Today I
responded
to an R-sig-phylo
query by
posting some code to optimize Pagel's λ tree transformation for a discrete
character evolving by a continuous-time Markov chain. I did this by writing a very simple
wrapper around ape's ace
function for ancestral character estimation, which
also fits this model:
## here's the wrapper function
fitLambda<-function(tree,x,model="ER"){
lik<-function(lambda,tree,x,model)
logLik(ace(x,rescale(tree,model="lambda",lambda),
type="discrete",model=model))
obj<-optimize(lik,c(0,1),tree=tree,x=x,model=model,maximum=TRUE)
fit<-ace(x,rescale(tree,model="lambda",lambda=obj$maximum),
type="discrete",model=model)
I<-fit$index.matrix
fitted.Q=matrix(fit$rates[I],dim(I)[1],dim(I)[2],
dimnames=list(dimnames(fit$lik.anc)[[2]],
dimnames(fit$lik.anc)[[2]]))
diag(fitted.Q)<--rowSums(fitted.Q,na.rm=TRUE)
list(Q=fitted.Q,lambda=obj$maximum,logLik=logLik(fit))
}
library(geiger)
library(phytools)
## simulate some data to test it
tree<-pbtree(n=200,scale=1)
Q<-matrix(c(-1,1,1,-1),2,2)
rownames(Q)<-colnames(Q)<-letters[1:2]
x<-sim.history(rescale(tree,model="lambda",lambda=0.7),Q)$states
## Done simulation(s).
fitLambda(tree,x)
## $Q
## a b
## a -0.7995 0.7995
## b 0.7995 -0.7995
##
## $lambda
## [1] 0.5154
##
## $logLik
## [1] -128.6
Note that the same model can also be fit using geiger's fitDiscrete
function, but the poster reported some issues with convergence which made me want to
post the second way. Here is fitDiscrete
fitDiscrete(tree,x,transform="lambda")
## DLSODA- Warning..Internal T (=R1) and H (=R2) are
## such that in the machine, T + H = T on the next step
## (H = step size).
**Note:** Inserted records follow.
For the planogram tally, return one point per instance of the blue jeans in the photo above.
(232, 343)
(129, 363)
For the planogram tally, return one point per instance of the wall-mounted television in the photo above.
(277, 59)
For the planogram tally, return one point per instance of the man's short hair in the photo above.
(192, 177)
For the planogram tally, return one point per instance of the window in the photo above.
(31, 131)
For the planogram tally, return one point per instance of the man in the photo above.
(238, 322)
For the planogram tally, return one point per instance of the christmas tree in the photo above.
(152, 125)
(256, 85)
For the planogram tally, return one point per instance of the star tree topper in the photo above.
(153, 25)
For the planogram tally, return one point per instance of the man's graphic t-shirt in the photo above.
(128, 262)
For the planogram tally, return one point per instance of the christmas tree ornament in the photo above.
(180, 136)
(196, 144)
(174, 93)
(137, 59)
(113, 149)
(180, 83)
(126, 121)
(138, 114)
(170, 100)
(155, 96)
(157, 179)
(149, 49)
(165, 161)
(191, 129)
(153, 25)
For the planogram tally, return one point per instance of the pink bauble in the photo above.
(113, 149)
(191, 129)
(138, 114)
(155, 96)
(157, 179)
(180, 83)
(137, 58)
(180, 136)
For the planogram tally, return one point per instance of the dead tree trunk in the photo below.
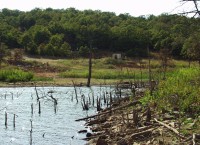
(89, 69)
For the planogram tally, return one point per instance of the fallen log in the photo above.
(104, 113)
(170, 128)
(142, 133)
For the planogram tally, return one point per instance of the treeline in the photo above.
(60, 32)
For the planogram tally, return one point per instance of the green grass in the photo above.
(15, 75)
(180, 90)
(106, 74)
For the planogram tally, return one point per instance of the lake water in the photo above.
(48, 128)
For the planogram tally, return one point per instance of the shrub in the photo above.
(180, 90)
(15, 75)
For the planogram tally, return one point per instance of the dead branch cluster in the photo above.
(132, 123)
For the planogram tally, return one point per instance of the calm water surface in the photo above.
(49, 128)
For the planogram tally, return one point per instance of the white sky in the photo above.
(133, 7)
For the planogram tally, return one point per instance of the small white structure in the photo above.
(117, 56)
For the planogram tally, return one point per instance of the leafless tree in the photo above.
(195, 11)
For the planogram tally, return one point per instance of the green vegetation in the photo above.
(70, 33)
(180, 91)
(15, 75)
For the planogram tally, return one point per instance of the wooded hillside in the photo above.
(59, 32)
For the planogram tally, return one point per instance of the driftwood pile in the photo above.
(131, 123)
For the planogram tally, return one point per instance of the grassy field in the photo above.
(104, 70)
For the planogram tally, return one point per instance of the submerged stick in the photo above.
(31, 131)
(106, 112)
(75, 91)
(14, 121)
(170, 128)
(39, 108)
(6, 120)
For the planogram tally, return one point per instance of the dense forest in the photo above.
(62, 32)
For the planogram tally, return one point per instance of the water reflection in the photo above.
(49, 128)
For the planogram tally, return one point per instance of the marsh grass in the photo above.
(15, 75)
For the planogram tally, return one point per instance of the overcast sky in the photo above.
(133, 7)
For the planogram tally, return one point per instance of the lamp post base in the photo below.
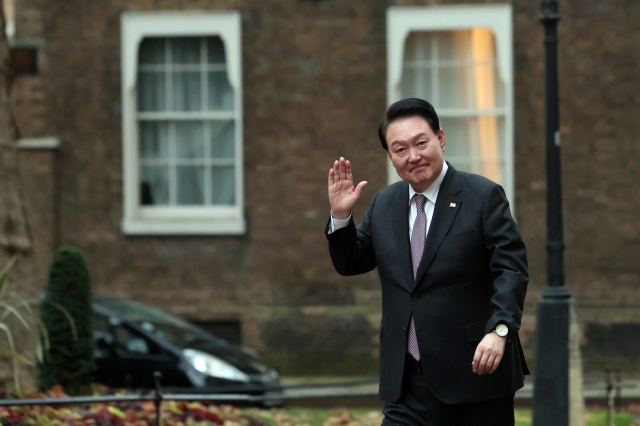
(557, 359)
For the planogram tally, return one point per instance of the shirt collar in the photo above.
(432, 192)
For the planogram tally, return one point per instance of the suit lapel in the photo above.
(401, 230)
(447, 206)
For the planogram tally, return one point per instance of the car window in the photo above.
(100, 324)
(164, 325)
(132, 342)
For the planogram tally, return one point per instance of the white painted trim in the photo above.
(499, 17)
(230, 226)
(39, 143)
(135, 26)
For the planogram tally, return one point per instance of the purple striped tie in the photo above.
(418, 235)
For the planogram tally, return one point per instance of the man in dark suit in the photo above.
(453, 271)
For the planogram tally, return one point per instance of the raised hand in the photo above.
(342, 194)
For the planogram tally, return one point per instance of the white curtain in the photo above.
(185, 162)
(456, 71)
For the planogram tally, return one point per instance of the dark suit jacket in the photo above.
(472, 276)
Solver will continue anyway.
## In above message, R1 = 0, R2 = 0
##
## DINTDY- T (=R1) illegal
## In above message, R1 = 2.8036e-222
##
## T not in interval TCUR - HU (= R1) to TCUR (=R2)
## In above message, R1 = 0, R2 = 0
##
## DINTDY- T (=R1) illegal
## In above message, R1 = 8.66551e-221
##
## T not in interval TCUR - HU (= R1) to TCUR (=R2)
## In above message, R1 = 0, R2 = 0
##
## DLSODA- Trouble in DINTDY. ITASK = I1, TOUT = R1
## In above message, I1 = 1
##
## In above message, R1 = 8.66551e-221
##
Here I've excluding a whole bunch of error messages....
##
## In above message, R1 = 8.66551e-221
##
## GEIGER-fitted comparative model of discrete data
## fitted Q matrix:
## a b
## a -0.7928 0.7928
## b 0.7928 -0.7928
##
## fitted 'lambda' model parameter:
## lambda = 0.508644
##
## model summary:
## log-likelihood = -128.569446
## AIC = 261.138891
## AICc = 261.199805
## free parameters = 2
##
## Convergence diagnostics:
## optimization iterations = 100
## failed iterations = 56
## frequency of best fit = NA
##
## object summary:
## 'lik' -- likelihood function
## 'bnd' -- bounds for likelihood search
## 'res' -- optimization iteration summary
## 'opt' -- maximum likelihood parameter estimates
Also, fitting the λ model to discrete trait data has always struck me as a somewhat peculiar enterprise, so this is posted without any prejudice towards whether this is a good idea, a bad idea, or an average idea in the first place!